Me propuse contestar una pregunta en esta columna. Adelanto que tengo serias dudas de lograrlo, pero antes de eso debo aclarar dos cosas. Primero, que no lo hago como médico, ni como estadístico, ni como científico de ninguna ciencia; lo intento como periodista y nada más. Y segundo, que tampoco tengo ninguna intención de juzgar decisiones de las autoridades: es solo un ejercicio que ojalá ayude a pensar.

La pregunta es: ¿qué cura más: los afectos o la soledad?

Se entiende lo de los afectos, pero aunque la soledad tampoco necesita explicación, se trata de la soledad del encierro de la cuarentena, que sufrimos por culpa del coronavirus, que ya nos tiene la paciencia al límite de la resistencia.

El aislamiento ha encerrado a todo el mundo –nunca mejor dicho– en sus casas, con la consiguiente imposibilidad de verse los padres con sus hijos y los hijos con sus padres, los abuelos con sus nietos, los novios, los hermanos, los tíos, los sobrinos, los amigos... A medida que el confinamiento se ha flexibilizado por decisión de la autoridad o por el relajamiento natural, hemos podido encontrarnos con socios, compañeros de trabajo, colegas, clientes... y también quizá con los afectos geográficamente más cercanos; pero para oírse o verse con quienes están lejos, seguimos pendientes del locutorio carcelario de internet.

Sin previo aviso hemos quedado separados unos de otros, quizá solo por una pared, por una calle, por un límite interprovincial, por un puente clausurado, por un terraplén municipal o por las fuerzas de seguridad que esta vez se han puesto inflexibles.

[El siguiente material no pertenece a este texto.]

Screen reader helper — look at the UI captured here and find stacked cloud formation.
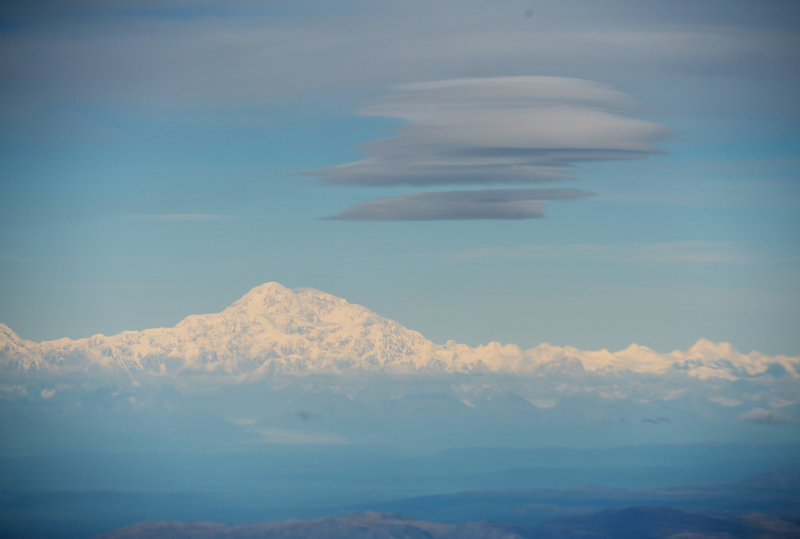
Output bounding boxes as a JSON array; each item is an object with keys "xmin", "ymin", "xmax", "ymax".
[{"xmin": 307, "ymin": 77, "xmax": 672, "ymax": 221}]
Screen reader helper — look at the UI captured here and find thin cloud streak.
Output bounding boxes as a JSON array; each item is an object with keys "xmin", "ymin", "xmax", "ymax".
[
  {"xmin": 444, "ymin": 241, "xmax": 767, "ymax": 264},
  {"xmin": 324, "ymin": 189, "xmax": 594, "ymax": 221},
  {"xmin": 128, "ymin": 213, "xmax": 241, "ymax": 221}
]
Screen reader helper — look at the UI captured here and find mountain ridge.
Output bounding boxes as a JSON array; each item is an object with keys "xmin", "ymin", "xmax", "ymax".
[{"xmin": 0, "ymin": 282, "xmax": 800, "ymax": 380}]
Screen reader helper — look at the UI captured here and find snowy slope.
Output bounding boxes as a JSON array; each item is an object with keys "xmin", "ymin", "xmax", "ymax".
[{"xmin": 0, "ymin": 283, "xmax": 800, "ymax": 380}]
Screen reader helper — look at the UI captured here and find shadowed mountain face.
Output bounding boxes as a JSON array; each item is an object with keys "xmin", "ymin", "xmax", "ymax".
[{"xmin": 96, "ymin": 507, "xmax": 800, "ymax": 539}]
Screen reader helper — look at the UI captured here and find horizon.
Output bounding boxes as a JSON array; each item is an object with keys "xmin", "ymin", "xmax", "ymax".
[
  {"xmin": 0, "ymin": 0, "xmax": 800, "ymax": 539},
  {"xmin": 0, "ymin": 281, "xmax": 791, "ymax": 357}
]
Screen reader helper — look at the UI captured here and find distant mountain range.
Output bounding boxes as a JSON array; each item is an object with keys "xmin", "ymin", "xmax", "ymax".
[
  {"xmin": 96, "ymin": 507, "xmax": 800, "ymax": 539},
  {"xmin": 0, "ymin": 283, "xmax": 800, "ymax": 381}
]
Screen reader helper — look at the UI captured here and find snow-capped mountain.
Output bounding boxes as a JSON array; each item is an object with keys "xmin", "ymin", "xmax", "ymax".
[{"xmin": 0, "ymin": 283, "xmax": 800, "ymax": 380}]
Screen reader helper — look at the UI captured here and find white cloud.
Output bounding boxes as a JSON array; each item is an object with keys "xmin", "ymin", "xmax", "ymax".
[
  {"xmin": 128, "ymin": 213, "xmax": 240, "ymax": 221},
  {"xmin": 326, "ymin": 189, "xmax": 592, "ymax": 221},
  {"xmin": 306, "ymin": 76, "xmax": 672, "ymax": 221}
]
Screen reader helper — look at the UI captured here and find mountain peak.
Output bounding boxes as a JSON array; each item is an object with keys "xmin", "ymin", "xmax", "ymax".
[{"xmin": 0, "ymin": 282, "xmax": 800, "ymax": 379}]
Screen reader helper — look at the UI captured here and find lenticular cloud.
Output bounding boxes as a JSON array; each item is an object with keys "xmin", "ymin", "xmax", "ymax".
[{"xmin": 306, "ymin": 77, "xmax": 672, "ymax": 220}]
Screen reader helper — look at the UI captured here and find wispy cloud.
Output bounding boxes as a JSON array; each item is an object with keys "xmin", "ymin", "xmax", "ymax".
[
  {"xmin": 738, "ymin": 408, "xmax": 798, "ymax": 425},
  {"xmin": 308, "ymin": 77, "xmax": 672, "ymax": 190},
  {"xmin": 325, "ymin": 189, "xmax": 593, "ymax": 221},
  {"xmin": 128, "ymin": 213, "xmax": 241, "ymax": 221},
  {"xmin": 444, "ymin": 241, "xmax": 765, "ymax": 264}
]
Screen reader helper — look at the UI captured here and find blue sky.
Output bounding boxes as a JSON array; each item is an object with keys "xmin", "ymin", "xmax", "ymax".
[{"xmin": 0, "ymin": 1, "xmax": 800, "ymax": 355}]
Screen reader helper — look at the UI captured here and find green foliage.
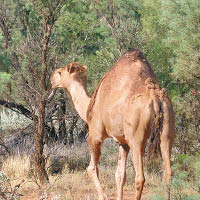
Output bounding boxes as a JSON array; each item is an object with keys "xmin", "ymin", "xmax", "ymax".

Dependiendo de los lugares en que a cada uno le ha tocado la cuarentena, y gracias a certificados y salvoconductos, algunos han logrado superar las barreras; pero en la mayoría de los casos ha sido imposible, entre otras razones porque es mejor no verse para no contagiarse, ya que a pesar de que estamos bien, nos han dicho que podemos estar mal y complicarle la vida hasta la muerte a quienes más queremos, tanto que si llegaran a morirse, tampoco podríamos estar con ellos... Hay familias a las que la cuarentena ha sorprendido con uno o varios de sus miembros lejos de casa, varados en lugares insólitos del planeta.

Ya dije que no se trata de juzgar ninguna decisión de la autoridad sanitaria: solo estoy aprovechando la ocasión del coronavirus para plantear la necesidad de pelearla acompañados y de darnos tiempo para juntarnos cuando aparezca la próxima pandemia. No despreciemos la formidable vacuna de tener cerca a los que queremos: es bueno para el alma, pero también es una incalculable fortaleza para el sistema inmune.

Pregúntele a un futbolista si es lo mismo jugar con o sin hinchada; a un ciclista si es más fácil pedalear solo o acompañado; a un piloto si se anima a correr sin escudería; a un soldado si iría a la batalla solo o junto con su pelotón... Pregúntele a un anciano que cuenta los días más caros de su vida sin ver a sus hijos, a sus nietos o bisnietos, si prefiere la soledad o los afectos; le va a contestar que es mejor morir por el virus antes que morirse de tristeza. (O)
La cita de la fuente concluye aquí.